Tudo isto se passa perante a quase total indiferença da comunidade internacional. Kofi Annan, que ainda recentemente apresentou um plano para impedir a repetição de tragédias como a do genocídio do Ruanda, defendia-se ontem, falando aos microfones da rádio das Nações Unidas, considerando que "ninguém pode culpar a ONU pela inacção do Mundo no conflito do Darfur". É verdade - as Nações Unidas fazem aquilo que as nações que integram decidem - mas é trágico e mostra os limites da organização mesmo em situações onde não existem aparentes disputas entre as potências que integram o Conselho de Segurança. Apenas existem outras prioridades.
No terreno, algumas organizações da ONU tentam mitigar o sofrimento dos refugiados e salvar vidas, mas existe a consciência clara de que nem sequer é possível fazer chegar à região comida suficiente. Daí que a impotência assumida por Kofi Annan face ao que a sua organização classifica claramente como uma "operação de limpeza étnica" e perante uma tragédia humanitária que aponta como sendo a mais grave com que o Mundo se defronta hoje, faz lembrar demasiado o genocídio ruandês - durante o qual a actuação do mesmo Annan, então responsável pelas forças de manutenção da paz, foi muito criticada - para que a sua entrevista de ontem possa ser lida como uma forma de sacudir desde já as suas responsabilidades, como notava a BBC.
Mas isso é secundário. Secundário, em primeiro lugar, porque encontrar culpados não salva vidas. E secundário porque a situação no Sudão, que se arrasta há dezenas de anos - como outras um pouco por toda a África - contém em si os germes de conflitos a uma escala muito maior. É que estamos, mais uma vez, numa zona de fronteira do mundo islâmico, neste momento as zonas sistematicamente mais perigosas e conflituosas do globo, como há mais de dez anos já notava Samuel P. Huntington. E estamos, também, perante um Estado falido, em ruínas, viveiro permanente de problemas para si e para os outros.

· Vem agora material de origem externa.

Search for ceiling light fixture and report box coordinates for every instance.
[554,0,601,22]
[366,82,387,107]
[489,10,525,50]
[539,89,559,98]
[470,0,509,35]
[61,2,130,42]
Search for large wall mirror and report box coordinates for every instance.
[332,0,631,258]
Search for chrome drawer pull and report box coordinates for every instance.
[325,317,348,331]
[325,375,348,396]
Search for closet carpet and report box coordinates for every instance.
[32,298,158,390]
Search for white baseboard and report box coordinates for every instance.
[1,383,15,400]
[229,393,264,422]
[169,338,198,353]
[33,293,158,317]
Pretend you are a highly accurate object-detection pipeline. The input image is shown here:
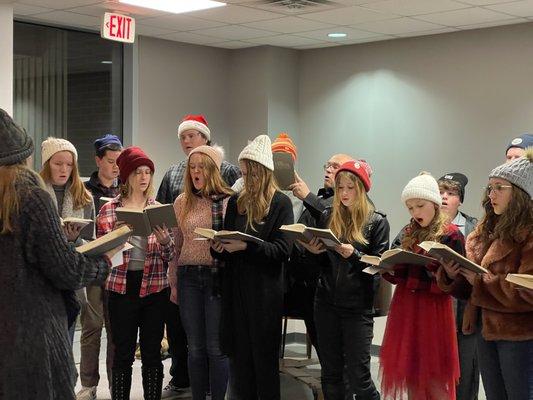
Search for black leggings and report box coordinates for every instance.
[108,271,166,370]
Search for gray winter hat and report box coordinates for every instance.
[0,109,34,166]
[489,147,533,199]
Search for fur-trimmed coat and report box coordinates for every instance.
[436,229,533,341]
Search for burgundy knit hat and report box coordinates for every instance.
[335,160,372,192]
[117,146,154,183]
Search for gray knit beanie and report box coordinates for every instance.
[0,108,34,166]
[489,147,533,199]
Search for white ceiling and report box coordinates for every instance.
[10,0,533,49]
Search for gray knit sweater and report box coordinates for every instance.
[0,169,110,400]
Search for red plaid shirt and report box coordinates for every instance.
[384,224,465,294]
[97,196,175,297]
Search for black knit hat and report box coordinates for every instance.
[438,172,468,203]
[0,109,34,166]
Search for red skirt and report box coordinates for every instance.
[379,284,459,400]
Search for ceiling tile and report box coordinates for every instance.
[459,16,529,28]
[193,25,276,40]
[360,0,470,16]
[415,7,516,26]
[15,0,102,9]
[294,42,342,49]
[242,16,334,33]
[135,23,179,36]
[26,10,101,27]
[156,31,221,45]
[296,26,381,41]
[353,16,445,34]
[13,2,53,15]
[246,34,324,47]
[341,33,395,43]
[455,0,519,4]
[209,40,257,48]
[299,5,396,25]
[396,26,458,36]
[187,4,284,24]
[65,2,168,19]
[486,0,533,17]
[139,14,226,31]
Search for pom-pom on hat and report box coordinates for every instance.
[490,147,533,199]
[238,135,274,171]
[271,132,297,161]
[41,137,78,166]
[401,172,442,206]
[335,160,372,192]
[178,115,210,141]
[189,145,224,170]
[116,146,154,184]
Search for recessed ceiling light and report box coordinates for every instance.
[119,0,226,14]
[328,32,347,38]
[101,61,113,64]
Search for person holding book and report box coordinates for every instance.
[0,109,119,400]
[210,134,293,400]
[505,133,533,163]
[379,172,464,400]
[97,146,176,400]
[157,114,240,398]
[298,160,389,400]
[39,137,96,344]
[438,172,479,400]
[437,150,533,400]
[168,145,233,400]
[77,133,123,400]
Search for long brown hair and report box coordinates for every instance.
[0,163,44,234]
[179,153,233,223]
[237,159,278,231]
[476,185,532,245]
[40,155,92,210]
[120,170,155,200]
[329,171,374,244]
[402,203,448,251]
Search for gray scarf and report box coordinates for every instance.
[44,181,84,219]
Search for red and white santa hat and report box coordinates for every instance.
[177,114,211,141]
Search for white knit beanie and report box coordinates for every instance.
[238,134,274,171]
[401,172,442,206]
[41,137,78,166]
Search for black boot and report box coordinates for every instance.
[142,365,164,400]
[111,367,132,400]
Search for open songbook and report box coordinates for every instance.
[76,225,132,256]
[505,274,533,290]
[116,204,177,237]
[418,241,488,274]
[193,227,264,245]
[279,224,342,248]
[61,217,94,240]
[361,249,436,275]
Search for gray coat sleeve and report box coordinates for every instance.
[21,188,110,290]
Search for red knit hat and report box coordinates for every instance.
[117,146,154,183]
[271,132,297,161]
[336,160,371,192]
[178,114,211,141]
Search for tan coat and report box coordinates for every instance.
[437,229,533,341]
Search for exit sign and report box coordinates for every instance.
[101,12,135,43]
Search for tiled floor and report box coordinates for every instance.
[73,331,486,399]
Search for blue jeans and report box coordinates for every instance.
[179,266,228,400]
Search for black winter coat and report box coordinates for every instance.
[314,208,390,312]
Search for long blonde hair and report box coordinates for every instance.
[179,153,233,223]
[237,159,278,231]
[402,204,448,251]
[329,171,374,244]
[40,156,92,210]
[0,163,44,234]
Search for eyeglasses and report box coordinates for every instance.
[485,184,512,194]
[323,162,341,171]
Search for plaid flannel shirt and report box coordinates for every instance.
[97,196,175,297]
[156,160,241,204]
[384,224,465,294]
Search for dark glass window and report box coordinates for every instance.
[13,22,123,176]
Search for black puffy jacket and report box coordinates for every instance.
[314,208,390,312]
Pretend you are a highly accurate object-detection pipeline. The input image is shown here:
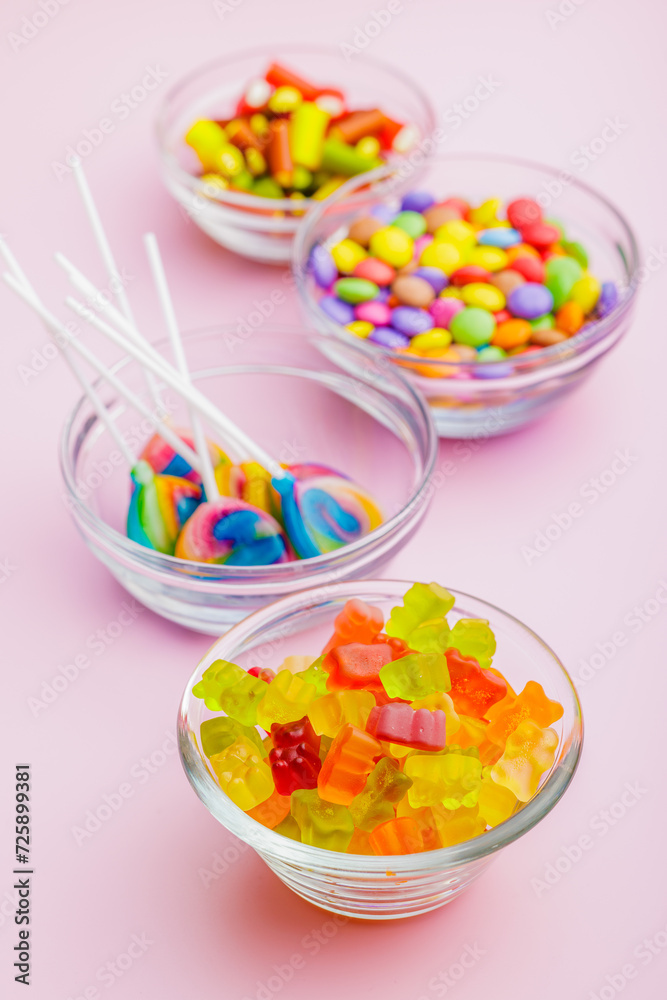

Estas coisas deviam preocupar-nos, mas talvez só nos preocupem quando houver outra vez um milhão de cadáveres para enterrar."
Por José Manuel Fernandes
Do editorial do PÚBLICO de 23/06/2004
Observações:
Este é um velho conflito religioso e sobretudo cultural que opõe o norte islamizado e o sul animista e com influências cristãs.
Este conflito que aí grassa não é inocente.
O apoio que os guerrilheiros do sul desde sempre liderados por John Garang, apoiado claramente pelo Uganda, grande aliado norte-americano na região começa a ter contornos que mimetizam trágicamete a disputa por riquezas naturais, como as que assolam a zona oriental do ex-Zaire e de Angola: a disputa por minerais, por diamantes, ou por metais ricos.
Um norte do Sudão islamizado e de que Bashir agora está muito mais próximo do ocidente, desde que baixou a guarda perante o Egipto, e um sul igualmente apoiado pelo ocidente.
Uma guerra improvavel politicamente, mas trágicamente real para os seus intervenientes e vítimas.
Uma guerra entre o norte islamizado e o sul cristão para os mais simplistas, e que tendem a esquecer o bom convívio que na África do norte e oriental sempre houve entre muçulmanos, judeus e cristãos, desde tempos medievais.
Mais uma tragédia esquecida, como a de Angola, a do ex-Zaire ou do Burundi.
Quando é que África sairá deste poço que o transformou no "continente perdido" pelos piores motivos?